My last suggestion on btrfs “cloning” : dd / Clonezilla like replication not possible/not easy.

M.

Back story:

I am presently using rsync to mirror the data between two servers. Rsync, as you may know, takes long time determine file changes given the amount of data it needs to inspect each cycle (~ 1TB). I wish to implement Rockstor and it’s replication features to replace the current rsync process.
Given that the data is already in both places, I was hoping to pre-seed the remote server with data already there then have Rockstor send only the changes instead of the complete 1TB of data.

Another option might be to create a snapshot on an external (BTRFS) USB drive then ship the drive to the remote site. But, again, I’m not sure if the initial replication task would recognize the existing copy and only send the difference or will it send the entire data.

Actually don’t know how Rockstor replication works (better call @suman that coded it), but if I’m not wrong it runs over ZeroMQ, so syncing should be fast.

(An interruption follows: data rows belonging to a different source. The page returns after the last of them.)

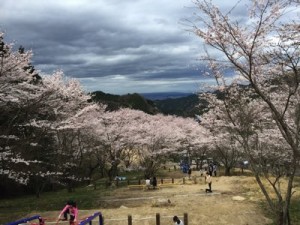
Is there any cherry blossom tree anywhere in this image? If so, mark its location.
[193,0,300,224]
[0,33,105,197]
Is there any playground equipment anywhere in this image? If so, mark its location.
[5,212,103,225]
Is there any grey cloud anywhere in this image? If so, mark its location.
[0,0,234,92]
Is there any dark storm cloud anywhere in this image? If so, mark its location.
[0,0,246,93]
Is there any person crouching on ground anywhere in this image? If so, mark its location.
[173,216,184,225]
[205,172,212,193]
[58,201,78,225]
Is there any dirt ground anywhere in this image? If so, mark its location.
[41,176,278,225]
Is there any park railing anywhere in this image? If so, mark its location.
[78,212,103,225]
[5,215,42,225]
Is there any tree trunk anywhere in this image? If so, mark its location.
[224,166,231,176]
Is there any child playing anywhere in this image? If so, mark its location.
[58,200,78,225]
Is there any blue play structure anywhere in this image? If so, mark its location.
[5,212,103,225]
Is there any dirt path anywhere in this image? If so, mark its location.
[38,177,272,225]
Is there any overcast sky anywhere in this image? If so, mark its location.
[0,0,241,94]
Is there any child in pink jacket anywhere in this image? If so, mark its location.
[58,201,78,224]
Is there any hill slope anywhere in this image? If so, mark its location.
[92,91,159,114]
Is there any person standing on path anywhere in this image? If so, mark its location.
[188,167,192,179]
[58,200,78,225]
[205,172,212,193]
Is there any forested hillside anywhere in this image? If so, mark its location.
[92,91,206,117]
[92,91,159,114]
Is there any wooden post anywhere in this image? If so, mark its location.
[156,213,160,225]
[183,213,189,225]
[128,215,132,225]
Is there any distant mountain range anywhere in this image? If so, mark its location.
[92,91,206,118]
[139,92,193,100]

Except for that, my 2 cents on rsync to improve it: always “hack” it using a --files-from (rsync + find -mtime. Ex.: run a cron every 24h and rsync only files modified last day. Had a similar task, with pure rsync on 500k files -> 5-6 mins, with find -mtime -> 20sec)

M

See the script I use for BTRFS send\receive replication between two Rockstors here:

I did an initial rep locally, removed the disks, shipped to destination, built new NAS and resumed replication using the same script.